Por: Maximiliano Catalisano

¿Quién no recuerda alguna clase, un docente o un momento escolar que le generó una emoción tan fuerte que quedó grabado para siempre? Las emociones son un motor silencioso, pero poderosísimo, en todos los procesos de aprendizaje. Cuando una experiencia educativa está vinculada con la alegría, la curiosidad, el interés o incluso el desafío, es mucho más probable que esa información se fije en la memoria y que el deseo de seguir aprendiendo crezca. Por eso, entender el papel de las emociones en la escuela es una de las claves para transformar la enseñanza y conectar mejor con los estudiantes.

La ciencia viene demostrando hace tiempo que la memoria no funciona como un simple almacenamiento de datos. Lo que recordamos está profundamente atravesado por lo que sentimos al vivir cada experiencia. Las emociones positivas abren la mente, favorecen la atención y estimulan la curiosidad. A la vez, las emociones negativas, como el miedo o la ansiedad, pueden bloquear los aprendizajes, generar frustración y hacer que un contenido se vuelva difícil de recordar. La memoria necesita emoción, pero necesita también un clima que permita que esa emoción sea constructiva.

Esto nos lleva directamente a pensar en la motivación. Aprendemos mejor cuando sentimos que lo que estamos haciendo tiene sentido, nos interesa o nos despierta preguntas. No se trata solo de entretener a los estudiantes, sino de despertar en ellos el deseo genuino de aprender. Las emociones funcionan como una especie de puente invisible entre el contenido y la persona. Un proyecto desafiante, una clase participativa, un docente que muestra pasión por lo que enseña o un contexto cuidado pueden ser factores que potencien ese puente.

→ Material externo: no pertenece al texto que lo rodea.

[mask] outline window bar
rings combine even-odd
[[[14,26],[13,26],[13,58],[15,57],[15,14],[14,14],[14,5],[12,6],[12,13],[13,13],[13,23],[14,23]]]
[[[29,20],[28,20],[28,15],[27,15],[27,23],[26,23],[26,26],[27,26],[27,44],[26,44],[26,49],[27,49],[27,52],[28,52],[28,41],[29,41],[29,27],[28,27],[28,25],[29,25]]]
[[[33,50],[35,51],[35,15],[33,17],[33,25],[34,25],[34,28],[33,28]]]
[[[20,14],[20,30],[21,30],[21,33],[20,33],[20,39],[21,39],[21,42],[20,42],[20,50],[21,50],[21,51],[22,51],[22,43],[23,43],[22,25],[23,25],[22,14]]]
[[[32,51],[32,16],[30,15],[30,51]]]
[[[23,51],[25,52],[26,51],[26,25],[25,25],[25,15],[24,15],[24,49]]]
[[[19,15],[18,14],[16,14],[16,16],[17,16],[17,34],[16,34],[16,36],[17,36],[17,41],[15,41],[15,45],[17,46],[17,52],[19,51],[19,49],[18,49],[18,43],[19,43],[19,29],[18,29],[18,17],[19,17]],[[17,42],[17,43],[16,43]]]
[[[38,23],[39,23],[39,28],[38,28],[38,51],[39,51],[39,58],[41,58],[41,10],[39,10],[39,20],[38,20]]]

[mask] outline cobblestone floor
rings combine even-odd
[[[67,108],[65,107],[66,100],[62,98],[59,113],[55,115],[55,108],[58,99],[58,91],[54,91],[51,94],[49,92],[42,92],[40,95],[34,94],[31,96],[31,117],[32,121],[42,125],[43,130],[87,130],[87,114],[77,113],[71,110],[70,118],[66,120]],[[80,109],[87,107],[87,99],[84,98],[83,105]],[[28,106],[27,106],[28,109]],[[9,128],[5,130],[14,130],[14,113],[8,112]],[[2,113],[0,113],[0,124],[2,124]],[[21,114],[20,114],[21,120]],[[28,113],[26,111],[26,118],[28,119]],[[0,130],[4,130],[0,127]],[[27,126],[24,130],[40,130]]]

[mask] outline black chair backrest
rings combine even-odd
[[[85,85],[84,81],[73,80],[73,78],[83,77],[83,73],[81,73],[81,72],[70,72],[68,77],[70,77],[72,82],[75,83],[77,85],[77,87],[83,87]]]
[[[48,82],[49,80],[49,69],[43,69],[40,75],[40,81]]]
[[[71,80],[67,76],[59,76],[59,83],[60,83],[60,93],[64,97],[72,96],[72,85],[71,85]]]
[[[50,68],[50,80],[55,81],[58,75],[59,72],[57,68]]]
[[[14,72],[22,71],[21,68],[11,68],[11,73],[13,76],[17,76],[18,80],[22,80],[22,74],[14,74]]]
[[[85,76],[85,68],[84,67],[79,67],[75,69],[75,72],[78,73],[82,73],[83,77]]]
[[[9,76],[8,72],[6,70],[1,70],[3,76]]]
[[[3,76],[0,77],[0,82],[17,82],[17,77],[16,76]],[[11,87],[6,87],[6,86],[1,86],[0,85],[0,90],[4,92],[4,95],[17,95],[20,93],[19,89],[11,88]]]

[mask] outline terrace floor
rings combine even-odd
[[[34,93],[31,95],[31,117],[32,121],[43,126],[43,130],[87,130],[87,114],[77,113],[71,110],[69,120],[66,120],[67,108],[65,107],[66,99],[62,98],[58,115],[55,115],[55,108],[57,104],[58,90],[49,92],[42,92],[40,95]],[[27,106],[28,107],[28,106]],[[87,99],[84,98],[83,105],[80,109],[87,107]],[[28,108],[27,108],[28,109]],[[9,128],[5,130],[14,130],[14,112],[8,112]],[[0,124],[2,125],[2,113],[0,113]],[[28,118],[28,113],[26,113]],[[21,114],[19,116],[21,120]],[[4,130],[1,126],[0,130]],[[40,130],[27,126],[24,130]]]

Es importante tener en cuenta que no todas las personas se emocionan con las mismas cosas. Por eso, ofrecer propuestas variadas, que permitan a cada estudiante encontrar su propio interés, es un camino valioso. El aprendizaje personalizado, las experiencias significativas y la posibilidad de relacionar lo que se enseña con la vida cotidiana ayudan a fortalecer ese vínculo emocional con el conocimiento.

El aula no es solo un espacio donde se transmiten contenidos. Es un espacio donde las personas sienten, se entusiasman, se frustran, se superan y se conectan con los demás. Por eso, crear ambientes de confianza, dar lugar a la expresión emocional y tener en cuenta lo que cada estudiante está viviendo hace que aprender no sea solo una obligación, sino una oportunidad de crecimiento real.

Si queremos que los aprendizajes sean duraderos, es fundamental entender que la memoria y la motivación no funcionan solas. Necesitan emoción. Porque al final, lo que más recordamos no son solo los datos, las fórmulas o las fechas. Lo que recordamos, para siempre, es aquello que nos hizo sentir algo.